For more information regarding the specification and function of the
sd-id
and facility
parameters, see https://www.rfc-editor.org/rfc/rfc5424.
In addition to the actual message text, VMSSPI will also include in the data sent to syslog the RFC 5424 structured data element parameters (name-value pairs) listed in the table below. These parameter names and their values can then be used by tools consuming syslog data (or by syslog itself) for indexing purposes, allowing data to be readily searched or filtered as required.
Name | Description |
---|---|
host | Specifies the OpenVMS host name |
msg_name | Specifies the name of the VMSSPI message |
facility | Always set to "VMSSPI" |
classification | Will be set to "performance", "availability", "security", "operational", or "none" as specified in MESSAGES.TXT for the message in question |
Note that the VMSSPI$SYSLOG_SHR.EXE module transmits messages to the central Linux-based syslog facility using an OpenVMS implementation of the syslog logger utility, which resides in the directory VMSSPI$ROOT:[BIN]. This is a faithful port of the Linux version, not restricted to being used within the context of VMSSPI. For example, it may be used to transmit to the remote syslog daemon other data such as Apache web server log files. For such operations, a foreign command may be defined as follows to run the logger:
$ logger :== $vmsspi$root:[bin]logger.exe
Defining the logical name VMSSPI$SYSLOG_DEBUG (to any value) will cause the VMSSPI syslog module to log additional operational details, including details of all logger commands. This logical name can be defined at the process or system level; however it is generally most appropriate to define it in the file SYS$MANAGER:VMSSPI$LOGICALS.COM as a system logical name to ensure that it will be visible to all VMSSPI processes. In general, this logical name should only be defined to help debug problems associated with the syslog interface. Having it always defined may result in large and "noisy" VMSSPI log files, depending upon the number of alerts raised and the frequency with which logs are cycled and purged.
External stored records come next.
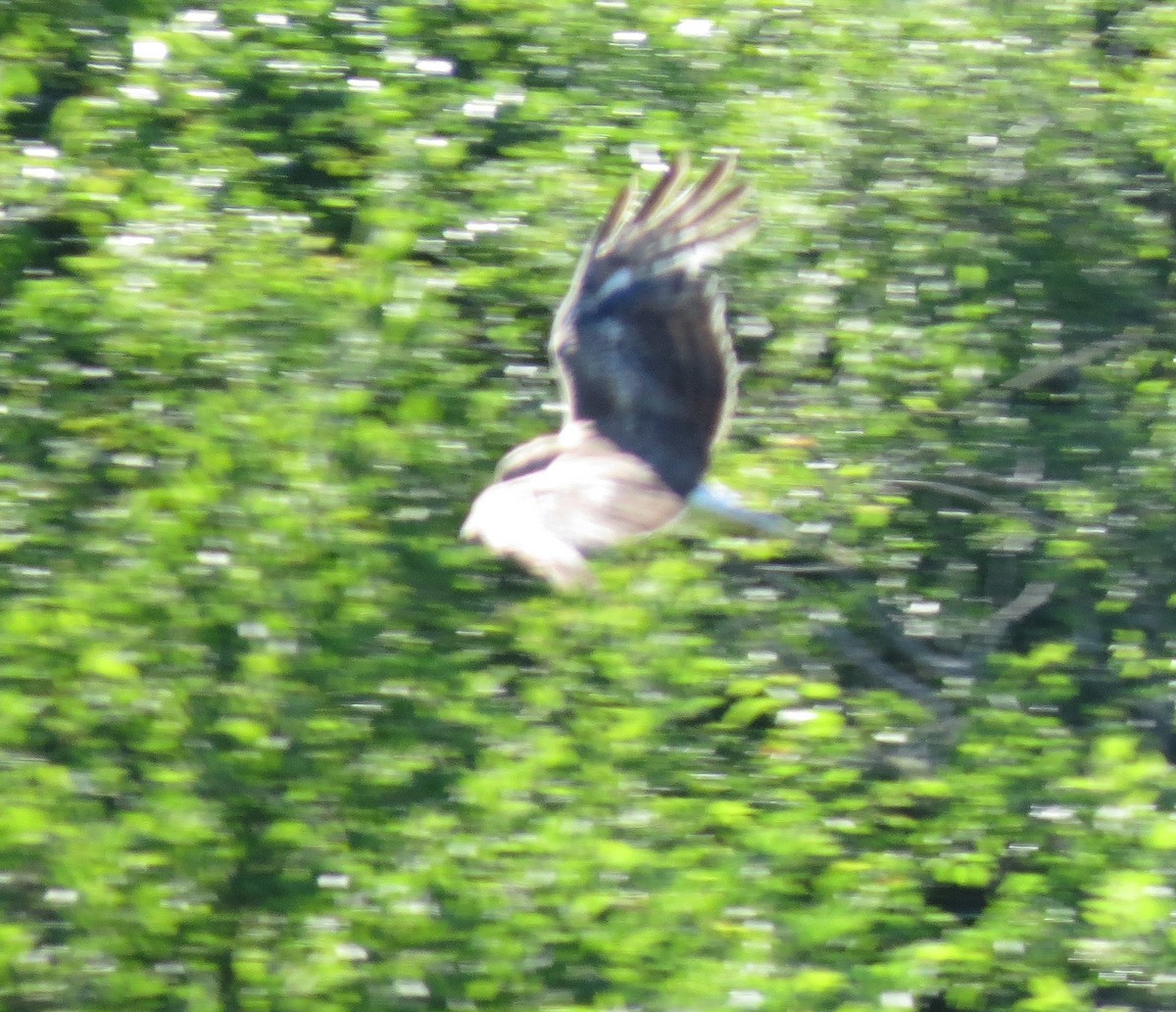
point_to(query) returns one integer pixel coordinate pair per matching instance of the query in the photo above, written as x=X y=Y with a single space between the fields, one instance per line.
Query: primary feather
x=648 y=376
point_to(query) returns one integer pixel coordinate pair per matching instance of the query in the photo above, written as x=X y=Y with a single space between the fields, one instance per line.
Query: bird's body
x=648 y=377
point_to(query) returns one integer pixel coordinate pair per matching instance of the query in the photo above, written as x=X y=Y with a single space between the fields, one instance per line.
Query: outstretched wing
x=641 y=340
x=562 y=499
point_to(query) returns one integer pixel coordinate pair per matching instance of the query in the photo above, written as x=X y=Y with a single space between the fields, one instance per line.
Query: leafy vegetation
x=275 y=286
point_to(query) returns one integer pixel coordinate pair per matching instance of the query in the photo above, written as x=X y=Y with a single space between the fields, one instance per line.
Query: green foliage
x=275 y=282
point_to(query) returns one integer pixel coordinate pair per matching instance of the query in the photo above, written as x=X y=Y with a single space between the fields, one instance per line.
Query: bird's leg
x=722 y=502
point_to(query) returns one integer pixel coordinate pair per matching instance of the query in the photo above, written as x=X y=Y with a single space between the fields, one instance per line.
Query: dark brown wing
x=562 y=499
x=641 y=339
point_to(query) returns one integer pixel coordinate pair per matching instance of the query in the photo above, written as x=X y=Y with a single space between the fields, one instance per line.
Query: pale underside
x=648 y=378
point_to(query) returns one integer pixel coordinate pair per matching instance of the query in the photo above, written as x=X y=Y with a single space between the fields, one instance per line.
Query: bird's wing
x=641 y=340
x=559 y=506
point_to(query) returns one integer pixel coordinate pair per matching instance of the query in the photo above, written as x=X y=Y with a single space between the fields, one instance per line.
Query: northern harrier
x=648 y=380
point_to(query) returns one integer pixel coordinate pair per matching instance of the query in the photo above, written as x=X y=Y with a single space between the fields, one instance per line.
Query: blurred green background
x=275 y=284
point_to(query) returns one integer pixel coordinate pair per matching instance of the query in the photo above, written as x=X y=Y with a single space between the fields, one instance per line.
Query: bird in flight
x=647 y=371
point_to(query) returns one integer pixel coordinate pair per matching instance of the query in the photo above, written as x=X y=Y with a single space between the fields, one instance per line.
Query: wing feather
x=641 y=341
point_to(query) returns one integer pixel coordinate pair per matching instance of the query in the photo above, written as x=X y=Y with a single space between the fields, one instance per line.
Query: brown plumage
x=648 y=378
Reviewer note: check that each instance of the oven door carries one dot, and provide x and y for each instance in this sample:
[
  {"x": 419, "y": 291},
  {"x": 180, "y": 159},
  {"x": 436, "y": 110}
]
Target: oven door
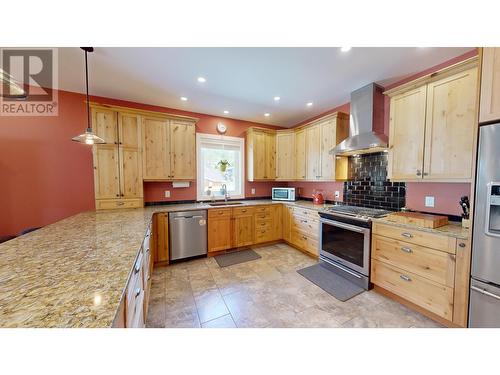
[{"x": 346, "y": 244}]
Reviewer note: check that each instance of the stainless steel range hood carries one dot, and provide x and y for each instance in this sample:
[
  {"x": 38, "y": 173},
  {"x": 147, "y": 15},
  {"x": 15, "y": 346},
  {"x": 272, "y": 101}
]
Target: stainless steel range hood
[{"x": 366, "y": 123}]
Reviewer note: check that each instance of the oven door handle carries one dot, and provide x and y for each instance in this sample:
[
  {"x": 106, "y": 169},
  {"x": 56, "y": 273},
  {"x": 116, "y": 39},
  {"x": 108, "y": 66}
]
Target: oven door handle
[{"x": 345, "y": 226}]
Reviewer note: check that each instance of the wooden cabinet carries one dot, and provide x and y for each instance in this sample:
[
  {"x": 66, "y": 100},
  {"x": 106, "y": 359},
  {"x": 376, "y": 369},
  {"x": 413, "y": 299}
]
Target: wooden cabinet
[
  {"x": 169, "y": 151},
  {"x": 285, "y": 155},
  {"x": 489, "y": 106},
  {"x": 219, "y": 229},
  {"x": 118, "y": 163},
  {"x": 261, "y": 154},
  {"x": 429, "y": 270},
  {"x": 300, "y": 155},
  {"x": 433, "y": 125}
]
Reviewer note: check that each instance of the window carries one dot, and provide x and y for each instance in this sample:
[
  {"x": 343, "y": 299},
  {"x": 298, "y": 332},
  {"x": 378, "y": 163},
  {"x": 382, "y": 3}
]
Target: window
[{"x": 219, "y": 162}]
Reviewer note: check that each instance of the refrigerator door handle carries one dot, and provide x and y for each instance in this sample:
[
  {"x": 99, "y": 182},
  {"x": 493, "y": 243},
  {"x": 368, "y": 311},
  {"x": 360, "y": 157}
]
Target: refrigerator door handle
[{"x": 485, "y": 292}]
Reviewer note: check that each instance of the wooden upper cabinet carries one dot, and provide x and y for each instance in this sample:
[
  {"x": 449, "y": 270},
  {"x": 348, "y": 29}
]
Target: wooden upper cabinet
[
  {"x": 156, "y": 148},
  {"x": 313, "y": 150},
  {"x": 285, "y": 155},
  {"x": 105, "y": 125},
  {"x": 406, "y": 139},
  {"x": 489, "y": 106},
  {"x": 300, "y": 155},
  {"x": 261, "y": 154},
  {"x": 182, "y": 150},
  {"x": 450, "y": 127},
  {"x": 433, "y": 123},
  {"x": 169, "y": 151}
]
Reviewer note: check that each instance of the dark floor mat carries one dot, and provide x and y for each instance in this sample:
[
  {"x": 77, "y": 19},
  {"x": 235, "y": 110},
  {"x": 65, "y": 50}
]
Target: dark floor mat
[
  {"x": 330, "y": 282},
  {"x": 236, "y": 257}
]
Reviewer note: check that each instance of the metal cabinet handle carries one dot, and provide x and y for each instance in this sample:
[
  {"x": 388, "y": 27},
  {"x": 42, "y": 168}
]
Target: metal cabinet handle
[
  {"x": 485, "y": 292},
  {"x": 405, "y": 278}
]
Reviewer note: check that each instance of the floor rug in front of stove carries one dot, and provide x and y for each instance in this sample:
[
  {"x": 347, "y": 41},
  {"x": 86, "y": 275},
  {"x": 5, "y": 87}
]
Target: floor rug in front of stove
[{"x": 330, "y": 282}]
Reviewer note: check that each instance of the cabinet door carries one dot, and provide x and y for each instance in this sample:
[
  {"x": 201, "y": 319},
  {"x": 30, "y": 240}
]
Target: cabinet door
[
  {"x": 106, "y": 172},
  {"x": 406, "y": 139},
  {"x": 328, "y": 141},
  {"x": 129, "y": 139},
  {"x": 285, "y": 168},
  {"x": 244, "y": 230},
  {"x": 105, "y": 125},
  {"x": 270, "y": 156},
  {"x": 489, "y": 107},
  {"x": 300, "y": 155},
  {"x": 312, "y": 152},
  {"x": 219, "y": 233},
  {"x": 156, "y": 148},
  {"x": 183, "y": 150},
  {"x": 450, "y": 127}
]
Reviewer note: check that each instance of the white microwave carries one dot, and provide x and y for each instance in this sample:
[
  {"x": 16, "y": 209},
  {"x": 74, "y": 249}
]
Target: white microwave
[{"x": 283, "y": 194}]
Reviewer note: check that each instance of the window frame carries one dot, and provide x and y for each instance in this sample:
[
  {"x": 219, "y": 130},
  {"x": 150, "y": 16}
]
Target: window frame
[{"x": 200, "y": 137}]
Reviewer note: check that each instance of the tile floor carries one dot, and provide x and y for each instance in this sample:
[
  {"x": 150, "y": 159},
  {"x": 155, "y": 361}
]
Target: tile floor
[{"x": 264, "y": 293}]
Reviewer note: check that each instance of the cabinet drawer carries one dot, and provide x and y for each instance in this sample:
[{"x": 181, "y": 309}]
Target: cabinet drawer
[
  {"x": 435, "y": 265},
  {"x": 219, "y": 212},
  {"x": 110, "y": 204},
  {"x": 243, "y": 211},
  {"x": 428, "y": 294},
  {"x": 413, "y": 236}
]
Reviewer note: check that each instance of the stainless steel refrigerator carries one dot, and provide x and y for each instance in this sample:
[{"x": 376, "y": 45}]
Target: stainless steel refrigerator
[{"x": 484, "y": 310}]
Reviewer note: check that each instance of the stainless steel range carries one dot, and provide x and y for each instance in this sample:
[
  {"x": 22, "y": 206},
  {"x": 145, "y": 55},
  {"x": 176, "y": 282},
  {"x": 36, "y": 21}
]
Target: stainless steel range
[{"x": 345, "y": 240}]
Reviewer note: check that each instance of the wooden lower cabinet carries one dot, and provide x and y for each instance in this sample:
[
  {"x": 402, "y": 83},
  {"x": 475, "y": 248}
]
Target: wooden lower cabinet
[{"x": 429, "y": 270}]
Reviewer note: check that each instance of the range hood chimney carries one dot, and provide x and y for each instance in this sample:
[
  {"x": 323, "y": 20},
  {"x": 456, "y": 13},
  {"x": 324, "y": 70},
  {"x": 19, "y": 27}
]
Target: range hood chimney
[{"x": 366, "y": 123}]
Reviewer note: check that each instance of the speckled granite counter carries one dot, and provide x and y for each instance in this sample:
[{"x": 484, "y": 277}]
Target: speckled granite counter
[
  {"x": 453, "y": 229},
  {"x": 73, "y": 273}
]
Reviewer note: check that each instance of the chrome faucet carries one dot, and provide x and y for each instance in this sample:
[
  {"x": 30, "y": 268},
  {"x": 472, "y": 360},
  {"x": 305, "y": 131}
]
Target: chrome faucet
[{"x": 226, "y": 195}]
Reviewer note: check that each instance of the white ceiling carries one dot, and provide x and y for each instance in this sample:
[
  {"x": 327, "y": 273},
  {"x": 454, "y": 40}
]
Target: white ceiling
[{"x": 243, "y": 80}]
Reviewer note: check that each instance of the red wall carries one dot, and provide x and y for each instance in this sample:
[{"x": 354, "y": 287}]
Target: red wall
[{"x": 45, "y": 177}]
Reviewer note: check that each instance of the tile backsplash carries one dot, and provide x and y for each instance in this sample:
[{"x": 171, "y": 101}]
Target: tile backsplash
[{"x": 368, "y": 185}]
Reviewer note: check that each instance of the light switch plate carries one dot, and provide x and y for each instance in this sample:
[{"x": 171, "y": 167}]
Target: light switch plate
[{"x": 429, "y": 201}]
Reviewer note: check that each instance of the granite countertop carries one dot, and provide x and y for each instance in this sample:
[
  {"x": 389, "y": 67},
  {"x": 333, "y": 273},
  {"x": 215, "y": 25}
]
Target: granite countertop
[
  {"x": 453, "y": 229},
  {"x": 73, "y": 273}
]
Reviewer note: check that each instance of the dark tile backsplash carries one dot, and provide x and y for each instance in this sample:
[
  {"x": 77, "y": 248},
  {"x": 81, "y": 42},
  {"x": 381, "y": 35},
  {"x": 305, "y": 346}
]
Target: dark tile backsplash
[{"x": 368, "y": 185}]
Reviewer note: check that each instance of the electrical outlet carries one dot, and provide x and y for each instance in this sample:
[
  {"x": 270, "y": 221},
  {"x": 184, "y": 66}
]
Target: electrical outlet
[{"x": 429, "y": 201}]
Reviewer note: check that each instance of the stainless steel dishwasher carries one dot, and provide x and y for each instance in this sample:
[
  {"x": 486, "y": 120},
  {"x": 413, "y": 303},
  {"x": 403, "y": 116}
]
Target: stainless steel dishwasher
[{"x": 188, "y": 234}]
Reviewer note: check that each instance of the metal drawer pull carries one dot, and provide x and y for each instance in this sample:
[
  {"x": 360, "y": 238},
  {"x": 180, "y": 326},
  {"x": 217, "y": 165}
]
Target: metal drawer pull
[
  {"x": 485, "y": 292},
  {"x": 405, "y": 278}
]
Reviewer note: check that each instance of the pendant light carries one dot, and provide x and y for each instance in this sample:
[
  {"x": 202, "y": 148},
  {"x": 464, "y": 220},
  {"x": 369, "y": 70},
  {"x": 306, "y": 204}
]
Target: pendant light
[{"x": 89, "y": 137}]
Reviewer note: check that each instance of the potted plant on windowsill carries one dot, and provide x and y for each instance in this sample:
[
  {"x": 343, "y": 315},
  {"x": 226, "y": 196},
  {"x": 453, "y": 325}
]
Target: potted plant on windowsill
[{"x": 222, "y": 165}]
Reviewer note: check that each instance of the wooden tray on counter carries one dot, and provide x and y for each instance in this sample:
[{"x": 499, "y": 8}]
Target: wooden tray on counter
[{"x": 418, "y": 219}]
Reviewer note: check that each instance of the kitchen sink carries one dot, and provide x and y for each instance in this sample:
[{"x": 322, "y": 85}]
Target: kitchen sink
[{"x": 224, "y": 203}]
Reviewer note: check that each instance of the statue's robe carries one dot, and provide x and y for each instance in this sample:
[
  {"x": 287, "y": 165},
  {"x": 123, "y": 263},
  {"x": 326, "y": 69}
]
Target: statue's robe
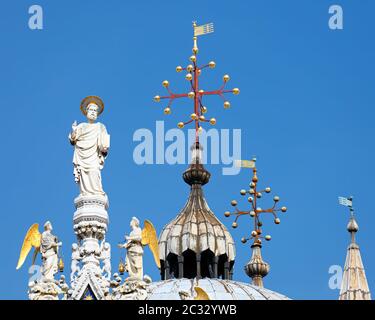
[
  {"x": 134, "y": 254},
  {"x": 88, "y": 158},
  {"x": 49, "y": 255}
]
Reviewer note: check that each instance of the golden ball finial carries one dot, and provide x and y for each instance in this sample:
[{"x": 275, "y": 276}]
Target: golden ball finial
[
  {"x": 236, "y": 91},
  {"x": 165, "y": 83},
  {"x": 194, "y": 116},
  {"x": 157, "y": 98},
  {"x": 191, "y": 94}
]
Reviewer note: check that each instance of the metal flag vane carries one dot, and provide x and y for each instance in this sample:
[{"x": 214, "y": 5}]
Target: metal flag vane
[
  {"x": 347, "y": 202},
  {"x": 255, "y": 212},
  {"x": 196, "y": 94}
]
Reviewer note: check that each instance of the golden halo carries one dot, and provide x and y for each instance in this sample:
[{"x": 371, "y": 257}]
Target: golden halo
[{"x": 92, "y": 99}]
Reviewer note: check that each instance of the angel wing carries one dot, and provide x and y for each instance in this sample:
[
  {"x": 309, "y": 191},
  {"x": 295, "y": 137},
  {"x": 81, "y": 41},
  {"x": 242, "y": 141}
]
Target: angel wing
[
  {"x": 150, "y": 238},
  {"x": 201, "y": 294},
  {"x": 32, "y": 239}
]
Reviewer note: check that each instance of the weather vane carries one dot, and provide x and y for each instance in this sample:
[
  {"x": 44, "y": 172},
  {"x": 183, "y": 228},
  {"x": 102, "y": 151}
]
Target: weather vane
[
  {"x": 347, "y": 202},
  {"x": 193, "y": 73},
  {"x": 255, "y": 211}
]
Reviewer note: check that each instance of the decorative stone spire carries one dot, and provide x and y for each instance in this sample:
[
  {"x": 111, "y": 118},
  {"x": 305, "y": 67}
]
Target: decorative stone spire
[
  {"x": 196, "y": 243},
  {"x": 354, "y": 283}
]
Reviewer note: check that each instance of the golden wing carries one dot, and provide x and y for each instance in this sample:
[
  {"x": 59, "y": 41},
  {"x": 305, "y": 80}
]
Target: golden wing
[
  {"x": 32, "y": 239},
  {"x": 150, "y": 238},
  {"x": 201, "y": 294}
]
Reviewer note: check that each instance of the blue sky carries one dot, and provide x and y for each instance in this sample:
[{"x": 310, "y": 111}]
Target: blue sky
[{"x": 306, "y": 110}]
Note that for DataDog, instead of specifying an endpoint URL it is possible to instead specify DataDog email address to receive alert messages.
Given that creating and deleting access tokens is a relatively straightforward process, it may be preferable to generate a token with only those scopes required at this time and to replace this at a later date with a token having additional scope, if necessary.